Technology: Not Just for Technical Fields Anymore

by Dr. Jim Caccamo, Department of Theology and Religious Studies

For better or for worse, the humanities have the reputation of being more interested in the past than the present. And for good reason. As a historian of religion friend of mine likes to say, “some of my best friends are dead people.”

Yet, just because we humanities faculty hold the work of previous centuries in high esteem, it doesn’t mean that we aren’t on the cutting edge of using tech in teaching and research.

Case in point: Living Worship (Brazos Press, 2011), a work that I recently co-authored with Dr. Todd Johnson (of Fuller Theological Seminary) and Dr. Lester Ruth (of Duke University), published by. Living Worship is multimedia case study of the worship life of a real-life Christian congregation in Chicago. It is a kind of interactive software “textbook” on Christian worship.

Living Worship is a computer-based case study of eighteen months in the worship life of an actual church. The interactive application features a host of media documenting the worship life of Ravenswood Covenant Church (RCC), including more than twenty hours of video of worship services and service planning meetings, video interviews with church ministers and members, texts on the church’s history and development, sociological data on the community and neighborhood, images of historical documents and the surrounding environment, and scans of church bulletins and brochures. There are also on-camera interviews with leading experts in liturgy. The video portions capture a wide array of events in the church’s life, including a wedding, a funeral, an Advent service, and an Easter service. For most of the services, viewers can even switch back and forth between several camera angles (such as wide shots, close-ups, and views of the congregation) on the fly.

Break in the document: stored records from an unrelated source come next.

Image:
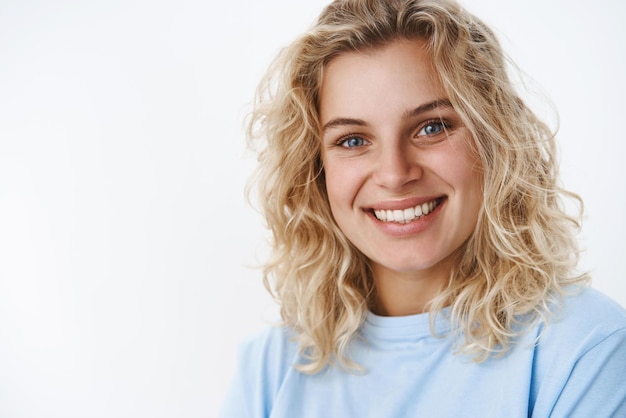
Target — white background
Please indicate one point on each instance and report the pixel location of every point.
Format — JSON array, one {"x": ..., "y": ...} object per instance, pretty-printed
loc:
[{"x": 126, "y": 245}]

Living Worship provides a new way to study Christian liturgy. Traditionally, students focus on reading theological and historical texts. But due to logistical and scheduling issues, courses aren’t always able to see the way that the ideas they study play out in real life. Who wants to do a field trip on Sunday morning? Living Worship opens up this lived reality of community worship by enabling what we call “virtual participant observation”: using technology to closely observe a community as it tries to embody its beliefs in its public worship. Exploring the program, students can see the practical implications of theology as they examine how theological commitments and pragmatic choices play out in the real world setting. It provides a window into liturgy that history and theology can’t provide. And it is entirely unique in the field.

Living Worship also includes a second disc, Speaking of Worship. SoW is a standard video DVD with short interview segments from leading scholars on vital—even controversial—issues and questions related to worship. It is designed to be used in the classroom setting, providing 1-2 minute interview segments that can be used as supplements for lectures or as conversation starters.

So, even though we love our books, it turns out that the faculty in the College of Arts & Sciences are also at the forefront of using technology to enhance teaching and learning.